The guy in the video is clearly in his 50s, at least. Every cop I've dealt with directly that was an ass (which have admittedly been only one or two) was in his (always a he--the female cops have been universally polite, if misinformed) mid to late 30s. I am always polite to cops but I do more than yes and no answers if I disagree.

One female cop stopped me for "aggressive driving" when I was speeding. I admitted directly to her I was speeding but explained why I was NOT driving aggressively and not only did she drop the "aggressive driving" position, she reduced the speed on the final ticket to be a lower fine.

One male cop that was being an ass was driving at 50 in a 55 and kept lighting people up who tried to pass him. I chose to exit the freeway on a particular road and sped up to slightly over the speed limit. I think 60 in a 55 at that point. I continued to my route and found the cop waiting for me at the next possible exit off the freeway. He had traveled an extra quarter mile and was stopped waiting for me when I arrived and tried to tell me he paced me at 70+ miles per hour. In that state cops (at the time) could only write tickets if they showed you the speed on the radar gun (I knew that from a conversation with a cop I'd gotten a ticket from the previous summer.) So, I knew that and explained it to him, then further explained he couldn't possibly have "paced" me on a different road that traveled further than I did. The cop kept being rude and I politely said, "You are welcome to write me the ticket but I'll be in court disputing it and the judge isn't going to like what I have to say. Just tell me whether you want me to wait here or not." He looked at me, got red in the face, and walked back to his car. I drove off before he even got the door closed.

Being polite to cops is always better and it almost always reduces whatever fine you would have gotten even when you're in the wrong.
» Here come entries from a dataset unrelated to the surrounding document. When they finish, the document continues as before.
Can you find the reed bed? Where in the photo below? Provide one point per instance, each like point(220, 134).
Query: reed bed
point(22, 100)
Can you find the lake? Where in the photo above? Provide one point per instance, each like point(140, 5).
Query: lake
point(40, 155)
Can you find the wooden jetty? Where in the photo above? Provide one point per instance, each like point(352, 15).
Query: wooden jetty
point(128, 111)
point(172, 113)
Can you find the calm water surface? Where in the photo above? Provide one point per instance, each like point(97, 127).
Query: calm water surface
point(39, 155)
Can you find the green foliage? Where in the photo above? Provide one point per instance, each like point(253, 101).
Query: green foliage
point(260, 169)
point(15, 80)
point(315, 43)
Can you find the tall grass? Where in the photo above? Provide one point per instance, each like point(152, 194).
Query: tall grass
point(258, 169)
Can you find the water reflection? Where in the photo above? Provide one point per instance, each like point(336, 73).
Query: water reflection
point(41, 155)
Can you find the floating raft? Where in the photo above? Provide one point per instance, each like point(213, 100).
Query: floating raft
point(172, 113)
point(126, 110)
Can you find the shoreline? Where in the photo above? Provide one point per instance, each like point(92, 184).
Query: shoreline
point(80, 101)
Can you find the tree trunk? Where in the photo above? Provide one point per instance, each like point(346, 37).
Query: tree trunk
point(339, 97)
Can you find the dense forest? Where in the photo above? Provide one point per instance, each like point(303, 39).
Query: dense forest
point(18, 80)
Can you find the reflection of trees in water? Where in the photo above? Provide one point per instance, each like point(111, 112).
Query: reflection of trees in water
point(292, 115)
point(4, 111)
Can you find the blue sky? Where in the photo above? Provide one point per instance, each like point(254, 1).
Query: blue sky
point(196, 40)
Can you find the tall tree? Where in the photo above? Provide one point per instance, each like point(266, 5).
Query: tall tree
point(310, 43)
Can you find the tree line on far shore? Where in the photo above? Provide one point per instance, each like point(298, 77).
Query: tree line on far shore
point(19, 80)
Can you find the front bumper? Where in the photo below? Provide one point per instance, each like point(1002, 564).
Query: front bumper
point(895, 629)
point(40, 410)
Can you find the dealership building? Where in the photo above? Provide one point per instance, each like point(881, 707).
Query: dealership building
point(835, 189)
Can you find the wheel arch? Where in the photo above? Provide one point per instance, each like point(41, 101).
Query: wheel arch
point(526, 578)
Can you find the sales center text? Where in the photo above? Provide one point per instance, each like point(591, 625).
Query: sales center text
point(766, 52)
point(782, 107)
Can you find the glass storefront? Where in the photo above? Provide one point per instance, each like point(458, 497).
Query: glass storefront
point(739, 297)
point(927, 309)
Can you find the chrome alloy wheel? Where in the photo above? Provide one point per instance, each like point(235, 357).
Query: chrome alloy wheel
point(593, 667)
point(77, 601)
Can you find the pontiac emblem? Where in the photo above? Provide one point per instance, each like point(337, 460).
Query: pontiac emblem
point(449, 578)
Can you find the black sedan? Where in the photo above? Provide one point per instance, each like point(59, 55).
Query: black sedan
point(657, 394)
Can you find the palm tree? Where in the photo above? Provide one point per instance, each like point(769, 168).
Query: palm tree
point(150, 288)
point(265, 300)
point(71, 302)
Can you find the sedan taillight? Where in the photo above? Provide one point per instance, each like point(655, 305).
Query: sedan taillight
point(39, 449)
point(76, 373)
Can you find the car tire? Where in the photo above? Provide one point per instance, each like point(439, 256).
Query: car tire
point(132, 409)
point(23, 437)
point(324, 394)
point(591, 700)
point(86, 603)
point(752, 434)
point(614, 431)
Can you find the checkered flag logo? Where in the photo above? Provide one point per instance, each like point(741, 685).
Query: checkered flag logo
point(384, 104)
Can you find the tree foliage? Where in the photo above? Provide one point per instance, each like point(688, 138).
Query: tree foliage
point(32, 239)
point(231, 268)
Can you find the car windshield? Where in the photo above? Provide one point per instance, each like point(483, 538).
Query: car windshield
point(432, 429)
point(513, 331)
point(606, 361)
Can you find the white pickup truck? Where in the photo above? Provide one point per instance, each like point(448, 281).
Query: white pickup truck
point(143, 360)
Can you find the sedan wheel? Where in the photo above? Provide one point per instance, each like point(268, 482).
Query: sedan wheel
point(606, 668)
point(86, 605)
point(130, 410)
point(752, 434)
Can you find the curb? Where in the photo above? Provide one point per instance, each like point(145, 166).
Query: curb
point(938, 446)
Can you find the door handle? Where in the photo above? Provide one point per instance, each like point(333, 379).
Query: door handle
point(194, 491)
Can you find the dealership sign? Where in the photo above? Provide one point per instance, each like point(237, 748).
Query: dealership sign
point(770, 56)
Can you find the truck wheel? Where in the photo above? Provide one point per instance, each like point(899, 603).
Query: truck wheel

I don't agree, however, with the idea that you should just accept what they say even if you think they're wrong. It's easier to be polite and eliminate the need for court/jail time than it is to try and get whatever citation overturned. That said, it does make a difference to actually know the law, rather than just spouting off (even politely) and it doesn't work when someone's just plain crazy like the guy in the video. I would have had a hard time not laughing in his face when he threatened arresting the guy though.


----------



## Kevin (Apr 3, 2015)

frankp said:


> Being polite to cops is always better and it almost always reduces whatever fine you would have gotten



I agree we should be nice even when they're being jerks because we know they're capable of anything when they get in that cop rage, but I disagree that being polite almost always get the severity of the ticket reduced. It does sometimes but it's rare IMO.

We live in a police state, and the attitude most cops have is they are in charge of us, not public servants here to protect and serve, but that we're slaves that are a source of revenue, and we have to do whatever they tell us. The Vietnam protesters used to say "watch out for the man" and all the conservatives of the day thought the long-haired pot-smoking hippy freaks were the problem, but they weren't. The freaks tried to warn everyone that "the man" was getting too powerful and they were right. The Man is way too powerful and there's no putting the genie back in the bottle. We live in a police state, and history proves it will get worse before it gets better. So my advice is to "avoid The Man" as much as possible because they are ALL potentially bad on any given day. Some if not most are also potentially good too, but since you don't have a crystal ball, AVOID THE MAN.

Classic 60's era joke:
_You ever been picked up by the fuzz man? 
Yeah dude.
Hurts don't it. 
Haha. Groovy. _


----------



## frankp (Apr 3, 2015)

Kevin, I'm just going by my own experience (every ticket issued was reduced, many were never issued) and that of people I know in real life. Obviously YMMV but in my case politeness has definitely helped. 

I totally agree it's always better to avoid the police than any other alternative.


----------